И теперь, здесь, первый день…

[И все время вертится фраза. – зачеркнуто]: «Вся душа ее раскрылась навстречу солнцу…» Откуда у меня эта фраза – не знаю…

Но она очень верно определяет мое настроение: действительно, что-то внутри меня раздвинулось, что-то, запрятанное раньше в глубокие, глубокие недра, теперь поднялось и тянется вон, вон – «навстречу солнцу», свету, счастью…

И я люблю его, я его не разлюбила… нет… Но это чувство уже не мучает меня… Слишком мне хорошо… Я ничего больше не хочу… Довольно и того, что переживаю, а то действительно чаша может переполниться…

Люблю, нелюбима – и счастлива, счастлива! Да! Могу сказать это ясно и определенно…

Мне хорошо… легко… ясно…

На душе тишина, покой, радость и волнение…

«Вся душа ее раскрылась навстречу солнцу».

30/17 марта [1906 г.][Дрезден]

Сейчас из театра… Овации… Венки… речи… буря восторга95… Но не обалдеваешь от этого, как в Берлине… Привыкла, видно. Жалко уезжать из Дрездена. Жалко и галереи, и того, что много здесь интересного – недосмотренного, но, кажется, больше всего жаль новых знакомств. Сейчас в театре прощалась с «мальчиками» Ольги Леонардовны96. Может быть, именно в силу того, что это ее друзья – они мне страшно симпатичны; хотелось бы пожить здесь, проводить время вместе…

«Коля97» (так его зовет Ольга Леонардовна) попрощался уже на целый год. «Через год встретимся в Москве…»

Где там…

Разве после нескольких разговоров через год узнаешь друг друга?

Да и Бог весть – встретимся ли?!

Как жаль этого всего…

Эти случайные, мимолетные, интересные встречи…

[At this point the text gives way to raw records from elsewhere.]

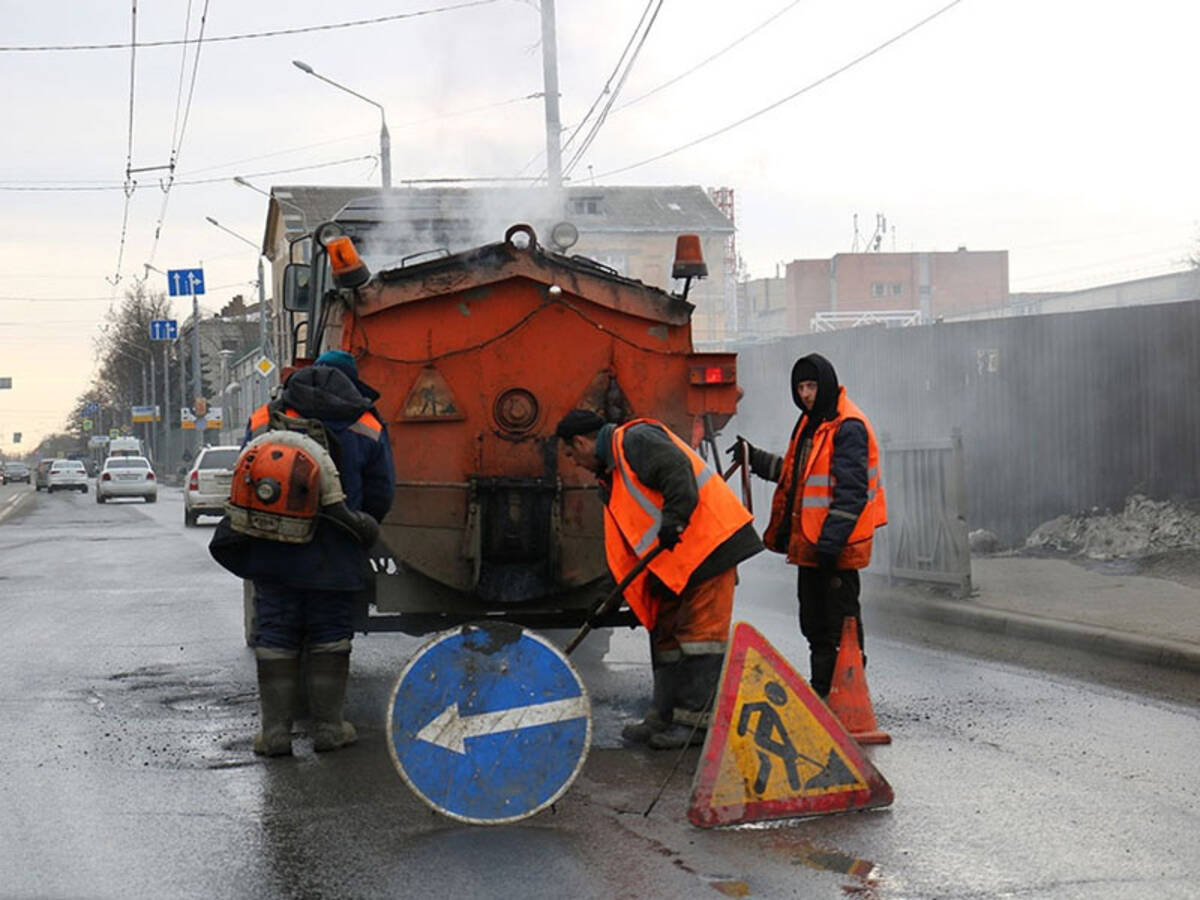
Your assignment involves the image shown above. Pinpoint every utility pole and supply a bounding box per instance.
[146,350,158,456]
[541,0,563,194]
[192,294,203,412]
[158,341,170,466]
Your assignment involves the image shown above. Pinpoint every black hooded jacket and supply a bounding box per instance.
[750,353,868,557]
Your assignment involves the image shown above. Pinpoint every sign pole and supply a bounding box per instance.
[158,340,170,474]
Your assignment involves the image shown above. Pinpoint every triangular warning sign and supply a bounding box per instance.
[688,622,893,828]
[400,366,464,422]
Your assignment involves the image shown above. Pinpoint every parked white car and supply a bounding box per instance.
[46,460,88,493]
[184,444,241,527]
[96,456,158,503]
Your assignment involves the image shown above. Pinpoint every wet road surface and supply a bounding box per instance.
[0,486,1200,899]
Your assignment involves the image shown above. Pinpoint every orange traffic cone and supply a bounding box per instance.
[828,617,892,744]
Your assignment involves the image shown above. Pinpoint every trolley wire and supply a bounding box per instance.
[0,154,378,193]
[0,0,499,53]
[146,0,209,270]
[612,0,804,113]
[106,0,138,286]
[596,0,962,178]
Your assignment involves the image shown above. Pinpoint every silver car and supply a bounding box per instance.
[46,460,88,493]
[184,444,241,528]
[96,456,158,503]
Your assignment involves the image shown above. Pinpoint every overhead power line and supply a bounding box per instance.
[517,0,803,178]
[0,281,254,304]
[0,0,499,53]
[146,0,209,263]
[612,0,804,113]
[596,0,962,178]
[563,0,664,175]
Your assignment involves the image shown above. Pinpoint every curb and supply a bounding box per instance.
[0,491,37,522]
[873,592,1200,672]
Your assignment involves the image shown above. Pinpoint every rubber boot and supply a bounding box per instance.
[254,656,300,756]
[620,664,676,744]
[308,652,359,752]
[647,653,725,750]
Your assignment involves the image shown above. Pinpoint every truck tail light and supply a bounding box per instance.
[688,365,738,384]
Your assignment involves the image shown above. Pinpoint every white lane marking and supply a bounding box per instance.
[416,696,588,755]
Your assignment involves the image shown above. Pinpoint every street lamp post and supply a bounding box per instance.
[292,59,391,187]
[205,216,274,408]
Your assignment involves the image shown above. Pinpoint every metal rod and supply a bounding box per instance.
[563,544,666,656]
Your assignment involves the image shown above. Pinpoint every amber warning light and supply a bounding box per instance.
[325,238,371,289]
[671,234,708,300]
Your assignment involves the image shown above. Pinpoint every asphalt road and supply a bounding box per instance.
[0,486,1200,900]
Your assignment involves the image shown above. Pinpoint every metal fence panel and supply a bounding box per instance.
[734,301,1200,544]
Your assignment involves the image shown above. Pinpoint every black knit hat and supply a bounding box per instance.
[554,409,607,440]
[792,356,821,394]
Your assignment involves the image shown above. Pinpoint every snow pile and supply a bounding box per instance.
[1025,493,1200,559]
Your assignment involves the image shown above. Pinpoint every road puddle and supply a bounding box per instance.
[769,834,880,898]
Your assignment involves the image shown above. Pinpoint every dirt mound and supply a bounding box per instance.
[1025,493,1200,559]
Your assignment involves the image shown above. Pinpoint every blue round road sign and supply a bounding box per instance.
[388,623,592,824]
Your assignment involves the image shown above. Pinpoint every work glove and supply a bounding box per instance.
[659,520,683,550]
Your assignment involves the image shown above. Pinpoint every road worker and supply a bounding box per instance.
[730,353,887,698]
[556,409,762,750]
[211,350,395,756]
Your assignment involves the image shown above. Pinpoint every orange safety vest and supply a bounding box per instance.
[604,419,754,629]
[250,403,383,440]
[762,388,888,569]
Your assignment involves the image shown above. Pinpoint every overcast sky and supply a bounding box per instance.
[0,0,1200,451]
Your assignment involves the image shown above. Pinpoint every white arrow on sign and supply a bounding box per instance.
[416,696,588,755]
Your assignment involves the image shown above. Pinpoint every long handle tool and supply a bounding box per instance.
[724,443,754,514]
[563,544,664,655]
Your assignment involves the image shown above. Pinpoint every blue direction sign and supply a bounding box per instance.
[167,269,204,296]
[388,623,592,824]
[150,321,176,341]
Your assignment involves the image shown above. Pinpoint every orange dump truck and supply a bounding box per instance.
[274,223,738,634]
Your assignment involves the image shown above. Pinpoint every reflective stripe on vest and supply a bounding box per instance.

И потом забудешь о них, не останется ничего… ничего!..

А так – студент… спортсмен…

Долго я не забуду этого вечера…

Тихая теплая комната…

Ласково, уютно…

Несколько человек…

Все больше студенты…

Славные, милые.

И он сам – интересный, серьезный, умный…

Бетховен, Григ, Шуберт…

А на столе сопит нескладный, нелепый самовар.

Тишина на улице…

Самая окраина города…

Там дальше – пустырь и горы виднеются – туманные, неясные, высокие…

Жаль всего этого…

Жаль бесконечно.

31/18 [марта] или 1 [апреля] / 19 [марта 1906 г.]. Суббота98[Дрезден]

Завтра адью, Дрезден…

Дальше… «Все дальше, все дальше».

Что-то ждет там… Опять новые и новые впечатления… Опять [новая. – зачеркнуто] другая жизнь…

В Лейпциге должна увидеть Спиридонова99. Очень хочется… Задумчивые глаза… Милое лицо…

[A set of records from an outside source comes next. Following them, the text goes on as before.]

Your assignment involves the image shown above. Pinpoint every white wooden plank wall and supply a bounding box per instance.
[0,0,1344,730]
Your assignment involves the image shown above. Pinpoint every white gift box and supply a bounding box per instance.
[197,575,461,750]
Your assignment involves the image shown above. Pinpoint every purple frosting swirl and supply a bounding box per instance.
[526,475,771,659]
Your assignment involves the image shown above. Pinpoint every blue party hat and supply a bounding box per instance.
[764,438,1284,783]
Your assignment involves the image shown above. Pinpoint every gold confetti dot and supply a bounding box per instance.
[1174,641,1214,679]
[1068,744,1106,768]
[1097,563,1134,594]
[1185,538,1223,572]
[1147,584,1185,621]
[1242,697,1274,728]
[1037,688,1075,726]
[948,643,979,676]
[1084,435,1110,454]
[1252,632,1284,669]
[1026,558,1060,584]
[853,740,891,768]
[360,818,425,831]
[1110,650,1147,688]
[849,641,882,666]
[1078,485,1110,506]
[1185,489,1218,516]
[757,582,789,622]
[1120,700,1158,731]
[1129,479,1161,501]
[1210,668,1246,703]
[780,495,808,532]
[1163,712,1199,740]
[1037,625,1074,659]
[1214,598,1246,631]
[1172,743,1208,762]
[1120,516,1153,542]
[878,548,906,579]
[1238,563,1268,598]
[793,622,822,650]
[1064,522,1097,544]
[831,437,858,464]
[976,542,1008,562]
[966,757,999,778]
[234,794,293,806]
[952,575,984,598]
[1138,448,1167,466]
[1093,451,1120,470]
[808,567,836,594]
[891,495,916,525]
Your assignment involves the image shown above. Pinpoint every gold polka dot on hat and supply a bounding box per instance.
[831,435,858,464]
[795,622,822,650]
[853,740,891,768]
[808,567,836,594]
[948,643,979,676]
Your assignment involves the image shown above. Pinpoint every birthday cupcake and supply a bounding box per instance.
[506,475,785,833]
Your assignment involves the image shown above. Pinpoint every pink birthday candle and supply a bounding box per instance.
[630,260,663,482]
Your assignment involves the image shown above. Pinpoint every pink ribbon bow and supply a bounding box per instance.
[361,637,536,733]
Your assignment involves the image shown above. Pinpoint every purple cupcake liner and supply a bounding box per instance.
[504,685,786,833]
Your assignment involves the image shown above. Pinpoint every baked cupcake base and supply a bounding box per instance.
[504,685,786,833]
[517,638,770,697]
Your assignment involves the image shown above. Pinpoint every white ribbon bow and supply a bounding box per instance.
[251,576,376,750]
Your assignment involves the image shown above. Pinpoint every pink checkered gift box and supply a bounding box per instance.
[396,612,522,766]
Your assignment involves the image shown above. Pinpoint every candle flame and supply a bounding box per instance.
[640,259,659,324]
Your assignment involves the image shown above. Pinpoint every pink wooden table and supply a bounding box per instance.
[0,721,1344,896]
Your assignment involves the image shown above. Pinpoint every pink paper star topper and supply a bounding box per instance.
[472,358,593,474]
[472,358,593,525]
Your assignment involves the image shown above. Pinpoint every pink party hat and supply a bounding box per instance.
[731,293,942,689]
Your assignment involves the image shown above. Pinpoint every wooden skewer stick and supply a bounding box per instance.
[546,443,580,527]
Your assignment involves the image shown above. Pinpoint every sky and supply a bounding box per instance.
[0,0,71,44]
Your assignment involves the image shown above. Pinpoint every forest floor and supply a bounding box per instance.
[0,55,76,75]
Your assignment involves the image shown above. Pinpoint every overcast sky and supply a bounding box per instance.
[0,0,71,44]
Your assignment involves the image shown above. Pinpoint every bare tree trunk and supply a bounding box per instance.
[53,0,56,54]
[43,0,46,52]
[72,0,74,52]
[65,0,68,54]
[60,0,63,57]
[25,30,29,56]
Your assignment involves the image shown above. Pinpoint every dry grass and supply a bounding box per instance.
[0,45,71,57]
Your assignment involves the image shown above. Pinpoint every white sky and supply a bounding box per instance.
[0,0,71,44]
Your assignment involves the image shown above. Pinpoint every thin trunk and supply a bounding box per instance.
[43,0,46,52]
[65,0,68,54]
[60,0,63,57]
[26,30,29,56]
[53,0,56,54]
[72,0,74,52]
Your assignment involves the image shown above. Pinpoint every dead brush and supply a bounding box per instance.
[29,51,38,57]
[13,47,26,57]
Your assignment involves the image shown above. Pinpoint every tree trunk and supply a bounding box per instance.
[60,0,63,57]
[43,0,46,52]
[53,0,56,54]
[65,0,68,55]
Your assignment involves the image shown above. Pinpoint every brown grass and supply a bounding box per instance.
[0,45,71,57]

1 [апреля] / 19 [марта 1906 г.]. ВоскресеньеЛейпциг

10‐й час вечера.

Лежу на каком-то бархатном диванчике. Во всю комнату ковер…

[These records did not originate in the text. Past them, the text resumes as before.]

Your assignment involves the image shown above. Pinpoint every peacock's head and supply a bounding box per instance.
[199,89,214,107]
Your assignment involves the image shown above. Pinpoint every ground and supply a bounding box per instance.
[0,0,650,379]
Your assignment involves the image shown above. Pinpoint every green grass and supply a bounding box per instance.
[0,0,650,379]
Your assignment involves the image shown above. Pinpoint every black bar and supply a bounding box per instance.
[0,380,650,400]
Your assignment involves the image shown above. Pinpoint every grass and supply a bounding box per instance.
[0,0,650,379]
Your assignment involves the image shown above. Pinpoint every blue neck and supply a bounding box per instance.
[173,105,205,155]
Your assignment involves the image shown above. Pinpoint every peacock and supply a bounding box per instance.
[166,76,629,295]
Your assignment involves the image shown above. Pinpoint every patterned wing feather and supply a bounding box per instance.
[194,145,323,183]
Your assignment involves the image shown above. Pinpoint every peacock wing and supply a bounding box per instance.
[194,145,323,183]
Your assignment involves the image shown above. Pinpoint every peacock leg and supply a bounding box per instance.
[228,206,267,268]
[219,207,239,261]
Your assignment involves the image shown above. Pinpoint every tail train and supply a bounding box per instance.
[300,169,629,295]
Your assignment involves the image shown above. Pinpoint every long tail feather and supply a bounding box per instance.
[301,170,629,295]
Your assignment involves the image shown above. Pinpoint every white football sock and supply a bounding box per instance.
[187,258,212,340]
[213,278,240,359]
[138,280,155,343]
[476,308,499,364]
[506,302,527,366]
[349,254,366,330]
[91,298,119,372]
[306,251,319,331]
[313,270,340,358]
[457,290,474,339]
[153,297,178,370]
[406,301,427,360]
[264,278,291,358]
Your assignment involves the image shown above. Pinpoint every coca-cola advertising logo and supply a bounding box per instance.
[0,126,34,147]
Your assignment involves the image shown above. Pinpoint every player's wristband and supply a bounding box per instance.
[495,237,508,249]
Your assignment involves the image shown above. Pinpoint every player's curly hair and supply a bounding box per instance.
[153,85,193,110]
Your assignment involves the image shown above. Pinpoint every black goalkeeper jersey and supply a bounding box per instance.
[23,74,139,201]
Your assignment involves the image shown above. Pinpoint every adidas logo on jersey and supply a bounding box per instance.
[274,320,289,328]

Электрическая лампочка горит… Светло, уютно, хорошо…

Комнатка похожа на келью: маленькая, со сводами, с крошечным окошком…

Отдыхаю.

Утомилась страшно…

Приехали в 4 часа, а сейчас только попали домой: все ходили по городу. Городок славный: ясный, простой, приветливый… Но зато – народец…

Боже мой, какой ужас.

Столько времени ходили по городу, и ни одного интеллигентного лица. Какие-то противные, пестрые мещанские фигуры…

Физики100 до того тупые и пошлые, что буквально противно смотреть! Слава богу, что сегодня день изумительный: впечатление как-то сгладилось. Действительно, погода на редкость: воздух совсем весенний, теплый, мягкий… Солнышко… весело, весело смотреть [хорошо под его лучами, успокоительно, приятно. – вымарано].